How to solve differential equations of the form $f'(x) = f(x + a)$

What could one do to find analytic solutions for $f'(x) = f(x + a)$ for various values of $a$?

I know that $c_1\sin(x + c_2)$ is solution when $a = \frac{1}{2}\pi$, and of course $c_1e^x$ when $a = 0$.

For instance, is there a function satisfying $f'(x) = f(x + 1)$? What about negative or imaginary $a$?

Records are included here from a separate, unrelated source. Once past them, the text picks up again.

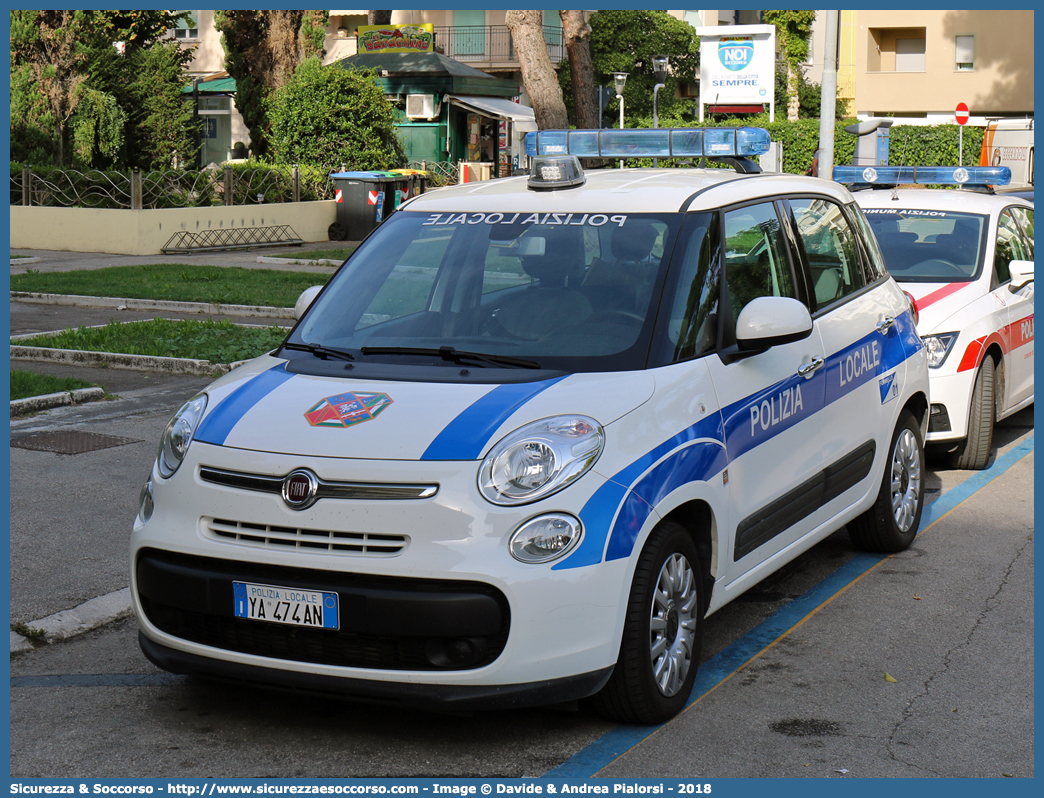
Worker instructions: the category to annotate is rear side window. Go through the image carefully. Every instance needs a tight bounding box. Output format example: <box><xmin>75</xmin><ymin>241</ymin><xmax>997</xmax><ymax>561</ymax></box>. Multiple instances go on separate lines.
<box><xmin>790</xmin><ymin>198</ymin><xmax>868</xmax><ymax>307</ymax></box>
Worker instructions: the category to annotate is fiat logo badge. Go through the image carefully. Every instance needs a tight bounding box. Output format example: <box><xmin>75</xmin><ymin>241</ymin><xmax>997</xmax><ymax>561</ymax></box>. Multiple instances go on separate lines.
<box><xmin>280</xmin><ymin>468</ymin><xmax>319</xmax><ymax>510</ymax></box>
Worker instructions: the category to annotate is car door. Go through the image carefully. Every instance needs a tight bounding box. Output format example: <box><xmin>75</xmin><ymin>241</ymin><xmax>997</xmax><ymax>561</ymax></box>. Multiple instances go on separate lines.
<box><xmin>787</xmin><ymin>197</ymin><xmax>914</xmax><ymax>538</ymax></box>
<box><xmin>993</xmin><ymin>207</ymin><xmax>1034</xmax><ymax>407</ymax></box>
<box><xmin>706</xmin><ymin>202</ymin><xmax>824</xmax><ymax>600</ymax></box>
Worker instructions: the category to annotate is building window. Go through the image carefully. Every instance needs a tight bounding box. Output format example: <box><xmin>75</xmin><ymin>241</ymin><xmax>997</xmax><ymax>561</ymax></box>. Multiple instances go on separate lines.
<box><xmin>174</xmin><ymin>11</ymin><xmax>199</xmax><ymax>41</ymax></box>
<box><xmin>953</xmin><ymin>36</ymin><xmax>975</xmax><ymax>72</ymax></box>
<box><xmin>896</xmin><ymin>39</ymin><xmax>925</xmax><ymax>72</ymax></box>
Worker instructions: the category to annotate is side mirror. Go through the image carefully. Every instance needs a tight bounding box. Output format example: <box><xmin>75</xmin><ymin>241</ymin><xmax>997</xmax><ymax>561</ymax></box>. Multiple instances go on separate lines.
<box><xmin>293</xmin><ymin>285</ymin><xmax>323</xmax><ymax>321</ymax></box>
<box><xmin>1007</xmin><ymin>260</ymin><xmax>1034</xmax><ymax>291</ymax></box>
<box><xmin>720</xmin><ymin>297</ymin><xmax>812</xmax><ymax>363</ymax></box>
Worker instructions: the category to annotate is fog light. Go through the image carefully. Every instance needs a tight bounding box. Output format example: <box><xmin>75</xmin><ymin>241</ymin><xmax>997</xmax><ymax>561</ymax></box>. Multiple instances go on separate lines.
<box><xmin>138</xmin><ymin>479</ymin><xmax>156</xmax><ymax>523</ymax></box>
<box><xmin>507</xmin><ymin>513</ymin><xmax>584</xmax><ymax>563</ymax></box>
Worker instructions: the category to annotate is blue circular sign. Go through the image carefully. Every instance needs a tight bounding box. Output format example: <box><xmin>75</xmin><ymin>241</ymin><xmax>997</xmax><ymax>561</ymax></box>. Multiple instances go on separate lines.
<box><xmin>718</xmin><ymin>37</ymin><xmax>754</xmax><ymax>72</ymax></box>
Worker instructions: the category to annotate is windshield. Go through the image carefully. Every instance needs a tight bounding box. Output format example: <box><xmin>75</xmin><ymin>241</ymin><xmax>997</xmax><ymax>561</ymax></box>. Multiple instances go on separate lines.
<box><xmin>862</xmin><ymin>208</ymin><xmax>987</xmax><ymax>283</ymax></box>
<box><xmin>287</xmin><ymin>211</ymin><xmax>680</xmax><ymax>376</ymax></box>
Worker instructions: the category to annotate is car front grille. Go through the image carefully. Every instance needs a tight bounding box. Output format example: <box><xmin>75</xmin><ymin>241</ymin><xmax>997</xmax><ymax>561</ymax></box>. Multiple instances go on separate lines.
<box><xmin>204</xmin><ymin>518</ymin><xmax>409</xmax><ymax>557</ymax></box>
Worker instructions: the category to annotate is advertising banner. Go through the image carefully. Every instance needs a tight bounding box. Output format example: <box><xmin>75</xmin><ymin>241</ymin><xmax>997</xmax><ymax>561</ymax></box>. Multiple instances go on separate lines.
<box><xmin>356</xmin><ymin>23</ymin><xmax>435</xmax><ymax>53</ymax></box>
<box><xmin>696</xmin><ymin>25</ymin><xmax>776</xmax><ymax>121</ymax></box>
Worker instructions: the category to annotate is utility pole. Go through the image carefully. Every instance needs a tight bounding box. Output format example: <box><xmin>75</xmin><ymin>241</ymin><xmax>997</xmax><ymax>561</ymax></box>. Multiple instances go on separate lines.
<box><xmin>816</xmin><ymin>11</ymin><xmax>840</xmax><ymax>180</ymax></box>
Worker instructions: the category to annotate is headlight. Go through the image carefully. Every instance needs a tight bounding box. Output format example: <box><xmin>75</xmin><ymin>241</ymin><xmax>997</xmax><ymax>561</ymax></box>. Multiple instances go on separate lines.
<box><xmin>156</xmin><ymin>394</ymin><xmax>207</xmax><ymax>479</ymax></box>
<box><xmin>478</xmin><ymin>416</ymin><xmax>606</xmax><ymax>504</ymax></box>
<box><xmin>507</xmin><ymin>513</ymin><xmax>584</xmax><ymax>563</ymax></box>
<box><xmin>921</xmin><ymin>332</ymin><xmax>957</xmax><ymax>369</ymax></box>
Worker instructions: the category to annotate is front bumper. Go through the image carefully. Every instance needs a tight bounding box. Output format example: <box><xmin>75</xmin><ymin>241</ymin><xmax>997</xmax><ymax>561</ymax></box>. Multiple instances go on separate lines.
<box><xmin>138</xmin><ymin>633</ymin><xmax>613</xmax><ymax>711</ymax></box>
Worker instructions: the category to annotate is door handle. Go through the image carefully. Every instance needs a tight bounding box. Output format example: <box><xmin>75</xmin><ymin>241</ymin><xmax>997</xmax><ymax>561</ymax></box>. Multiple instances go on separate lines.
<box><xmin>798</xmin><ymin>357</ymin><xmax>826</xmax><ymax>377</ymax></box>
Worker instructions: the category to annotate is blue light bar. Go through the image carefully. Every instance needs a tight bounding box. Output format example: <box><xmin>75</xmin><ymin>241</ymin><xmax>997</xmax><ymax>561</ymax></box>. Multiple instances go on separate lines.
<box><xmin>525</xmin><ymin>127</ymin><xmax>769</xmax><ymax>158</ymax></box>
<box><xmin>834</xmin><ymin>166</ymin><xmax>1012</xmax><ymax>186</ymax></box>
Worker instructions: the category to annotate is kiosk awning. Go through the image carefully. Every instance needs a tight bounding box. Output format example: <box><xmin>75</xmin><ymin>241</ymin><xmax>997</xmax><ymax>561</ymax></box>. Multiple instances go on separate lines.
<box><xmin>446</xmin><ymin>94</ymin><xmax>537</xmax><ymax>133</ymax></box>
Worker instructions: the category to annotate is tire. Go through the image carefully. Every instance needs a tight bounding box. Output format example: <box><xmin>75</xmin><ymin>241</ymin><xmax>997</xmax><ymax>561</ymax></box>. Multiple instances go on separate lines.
<box><xmin>848</xmin><ymin>410</ymin><xmax>924</xmax><ymax>551</ymax></box>
<box><xmin>949</xmin><ymin>355</ymin><xmax>997</xmax><ymax>471</ymax></box>
<box><xmin>591</xmin><ymin>521</ymin><xmax>705</xmax><ymax>724</ymax></box>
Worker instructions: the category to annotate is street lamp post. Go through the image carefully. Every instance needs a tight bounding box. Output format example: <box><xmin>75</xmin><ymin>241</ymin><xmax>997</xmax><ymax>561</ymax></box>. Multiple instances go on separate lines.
<box><xmin>613</xmin><ymin>72</ymin><xmax>630</xmax><ymax>169</ymax></box>
<box><xmin>653</xmin><ymin>55</ymin><xmax>667</xmax><ymax>166</ymax></box>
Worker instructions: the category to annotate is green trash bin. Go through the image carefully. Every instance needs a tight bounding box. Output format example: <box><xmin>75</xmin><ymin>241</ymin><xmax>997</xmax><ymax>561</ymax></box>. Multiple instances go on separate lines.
<box><xmin>328</xmin><ymin>171</ymin><xmax>399</xmax><ymax>241</ymax></box>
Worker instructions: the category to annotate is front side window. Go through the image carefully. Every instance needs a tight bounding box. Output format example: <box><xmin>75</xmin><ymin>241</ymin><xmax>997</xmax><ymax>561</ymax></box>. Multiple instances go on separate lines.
<box><xmin>993</xmin><ymin>208</ymin><xmax>1034</xmax><ymax>285</ymax></box>
<box><xmin>289</xmin><ymin>211</ymin><xmax>681</xmax><ymax>371</ymax></box>
<box><xmin>790</xmin><ymin>198</ymin><xmax>873</xmax><ymax>307</ymax></box>
<box><xmin>862</xmin><ymin>208</ymin><xmax>987</xmax><ymax>283</ymax></box>
<box><xmin>725</xmin><ymin>203</ymin><xmax>794</xmax><ymax>320</ymax></box>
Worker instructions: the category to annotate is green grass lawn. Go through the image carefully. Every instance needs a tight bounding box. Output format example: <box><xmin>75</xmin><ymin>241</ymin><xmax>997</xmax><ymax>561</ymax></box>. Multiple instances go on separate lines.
<box><xmin>10</xmin><ymin>263</ymin><xmax>332</xmax><ymax>307</ymax></box>
<box><xmin>10</xmin><ymin>371</ymin><xmax>95</xmax><ymax>399</ymax></box>
<box><xmin>11</xmin><ymin>319</ymin><xmax>287</xmax><ymax>363</ymax></box>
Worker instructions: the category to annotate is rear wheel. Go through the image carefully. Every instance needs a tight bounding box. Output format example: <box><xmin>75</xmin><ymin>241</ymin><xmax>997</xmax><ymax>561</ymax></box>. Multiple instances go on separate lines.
<box><xmin>848</xmin><ymin>410</ymin><xmax>924</xmax><ymax>551</ymax></box>
<box><xmin>949</xmin><ymin>355</ymin><xmax>997</xmax><ymax>471</ymax></box>
<box><xmin>592</xmin><ymin>521</ymin><xmax>704</xmax><ymax>723</ymax></box>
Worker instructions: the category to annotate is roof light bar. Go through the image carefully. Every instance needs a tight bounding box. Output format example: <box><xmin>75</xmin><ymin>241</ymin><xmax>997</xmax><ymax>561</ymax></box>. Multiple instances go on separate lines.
<box><xmin>525</xmin><ymin>127</ymin><xmax>769</xmax><ymax>158</ymax></box>
<box><xmin>834</xmin><ymin>166</ymin><xmax>1012</xmax><ymax>186</ymax></box>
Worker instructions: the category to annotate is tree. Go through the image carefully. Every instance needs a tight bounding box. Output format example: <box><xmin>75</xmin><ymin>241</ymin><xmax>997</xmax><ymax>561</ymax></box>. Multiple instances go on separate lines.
<box><xmin>268</xmin><ymin>57</ymin><xmax>406</xmax><ymax>170</ymax></box>
<box><xmin>214</xmin><ymin>10</ymin><xmax>329</xmax><ymax>155</ymax></box>
<box><xmin>572</xmin><ymin>10</ymin><xmax>699</xmax><ymax>126</ymax></box>
<box><xmin>10</xmin><ymin>10</ymin><xmax>90</xmax><ymax>165</ymax></box>
<box><xmin>10</xmin><ymin>10</ymin><xmax>194</xmax><ymax>167</ymax></box>
<box><xmin>559</xmin><ymin>10</ymin><xmax>601</xmax><ymax>130</ymax></box>
<box><xmin>504</xmin><ymin>10</ymin><xmax>569</xmax><ymax>131</ymax></box>
<box><xmin>764</xmin><ymin>10</ymin><xmax>815</xmax><ymax>122</ymax></box>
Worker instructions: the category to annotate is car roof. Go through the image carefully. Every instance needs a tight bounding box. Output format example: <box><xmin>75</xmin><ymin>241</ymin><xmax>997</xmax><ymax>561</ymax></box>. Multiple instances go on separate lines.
<box><xmin>855</xmin><ymin>188</ymin><xmax>1034</xmax><ymax>214</ymax></box>
<box><xmin>400</xmin><ymin>168</ymin><xmax>852</xmax><ymax>213</ymax></box>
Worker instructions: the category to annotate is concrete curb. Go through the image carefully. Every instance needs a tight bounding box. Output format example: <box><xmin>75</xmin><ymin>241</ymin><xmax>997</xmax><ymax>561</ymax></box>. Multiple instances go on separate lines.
<box><xmin>10</xmin><ymin>291</ymin><xmax>293</xmax><ymax>319</ymax></box>
<box><xmin>10</xmin><ymin>587</ymin><xmax>132</xmax><ymax>654</ymax></box>
<box><xmin>258</xmin><ymin>255</ymin><xmax>345</xmax><ymax>266</ymax></box>
<box><xmin>10</xmin><ymin>388</ymin><xmax>105</xmax><ymax>418</ymax></box>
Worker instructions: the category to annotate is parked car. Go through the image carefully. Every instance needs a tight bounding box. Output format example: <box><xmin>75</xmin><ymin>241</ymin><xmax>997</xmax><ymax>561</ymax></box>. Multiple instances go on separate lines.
<box><xmin>834</xmin><ymin>167</ymin><xmax>1034</xmax><ymax>469</ymax></box>
<box><xmin>131</xmin><ymin>128</ymin><xmax>928</xmax><ymax>723</ymax></box>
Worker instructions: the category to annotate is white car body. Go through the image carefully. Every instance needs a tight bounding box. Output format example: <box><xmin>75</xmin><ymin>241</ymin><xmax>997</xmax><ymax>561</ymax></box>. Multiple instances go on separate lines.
<box><xmin>855</xmin><ymin>188</ymin><xmax>1034</xmax><ymax>467</ymax></box>
<box><xmin>131</xmin><ymin>143</ymin><xmax>928</xmax><ymax>719</ymax></box>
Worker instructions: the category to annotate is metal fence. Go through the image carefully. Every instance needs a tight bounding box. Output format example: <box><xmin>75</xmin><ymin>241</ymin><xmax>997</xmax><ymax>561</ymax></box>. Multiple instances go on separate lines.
<box><xmin>435</xmin><ymin>25</ymin><xmax>566</xmax><ymax>64</ymax></box>
<box><xmin>10</xmin><ymin>161</ymin><xmax>458</xmax><ymax>210</ymax></box>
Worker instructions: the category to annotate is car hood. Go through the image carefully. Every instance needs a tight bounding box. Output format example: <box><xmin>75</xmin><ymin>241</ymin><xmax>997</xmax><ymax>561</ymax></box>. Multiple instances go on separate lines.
<box><xmin>900</xmin><ymin>281</ymin><xmax>986</xmax><ymax>335</ymax></box>
<box><xmin>194</xmin><ymin>355</ymin><xmax>655</xmax><ymax>460</ymax></box>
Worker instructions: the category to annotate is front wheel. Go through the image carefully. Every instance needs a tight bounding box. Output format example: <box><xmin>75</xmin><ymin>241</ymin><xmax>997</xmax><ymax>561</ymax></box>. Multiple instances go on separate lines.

Is there possibly a generalization?

Note that $f(x) = e^{cx}$ is a solution if $c = e^{ca}$. This can be solved for $c$ in terms of the Lambert W function: $c = - W(-a)/a$. The Lambert W function has infinitely many branches, each of which gives a solution. There are two real solutions if $0 < a < 1/e$, one if $a \le 0$ or $a = 1/e$, none if $a > 1/e$. Of course, linear combinations of solutions of your delay-differential equation are solutions. In particular, given a pair of complex conjugate $c = r \pm i s$ (for real $a$), we get real solutions of the delay-differential equation by taking the real and imaginary parts of $e^{cx}$, namely $e^{rx} \cos(sx)$ and $e^{rx} \sin(sx)$.

For example, for $a = 1$ the smallest values of $c$ are approximately $ 0.3181315052 \pm 1.337235701\,i$, $2.062277730 \pm 7.588631178\,i$, $ 2.653191974 \pm 13.94920833\,i$, $ 3.020239708 \pm 20.27245764\,i$, $3.287768612 \pm 26.58047150\,i$, $3.498515212 \pm 32.88072148\,i$, $3.672450069 \pm 39.17644002\,i$.

To make things a little more natural, I will consider the equation $f'(x)=f(x-a)$, $a>0$. As observed in the comments, this is a (linear) delay differential equation. Given a continuous function $\phi\colon[-a,0]\to\mathbb{R}$, there is a unique continuous function $f\colon[-a,\infty)\to\mathbb{R}$, with continuous derivative on $(0,\infty)$, such that $f(x)=\phi(x)$ for $x\in[-a,0]$ and $f'(x)=f(x-a)$ for $x>0$.

The solution $f$ is constructed recursively on the intervals $[na,(n+1)a]$, $n=0,1,2\dots$

If $x\in[0,a]$, then $$ f(x)=f(0)+\int_0^xf'(t)dt=f(0)+\int_0^xf(t-a)dt=\phi(0)+\int_{-a}^{x-a}\phi(t)dt. $$ If $x\in[a,2a]$, then $$ f(x)=f(a)+\int_a^xf'(t)dt=f(a)+\int_a^xf(t-a)dt=f(a)+\int_0^{x-a}f(t)dt, $$ which is well defined since in the previous step we calculated $f$ on $[0,a]$. Iterating this procedure, we can find $f$ on any interval $[0,na]$. Only on rare ocasions it is possible to obtain a closed formula for $f$.

Example: $a=1$, $\phi(x)=x^2$.

For $x\in[0,1]$ $$ f(x)=\phi(0)+\int_{-1}^{x-1}t^2dt=x-x^2+\frac{x^3}{3}. $$ For $x\in[1,2]$ $$ f(x)=f(1)+\int_{0}^{x-1}\Bigl(t-t^2+\frac{t^3}{3}. \Bigr)dt=\frac{5}{4} - \frac{7 x}{3} + 2 x^2 - \frac{2 x^3}{3} + \frac{x^4}{12}. $$ For $x\in[2,3]$ $$ f(x)=f(2)+\int_{1}^{x-1}f(t)dt=\frac{x^5}{60}-\frac{x^4}{4}+\frac{3 x^3}{2}-\frac{13 x^2}{3}+\frac{19 x}{3}-\frac{197}{60}. $$ The graph shows the smoothness of $f$.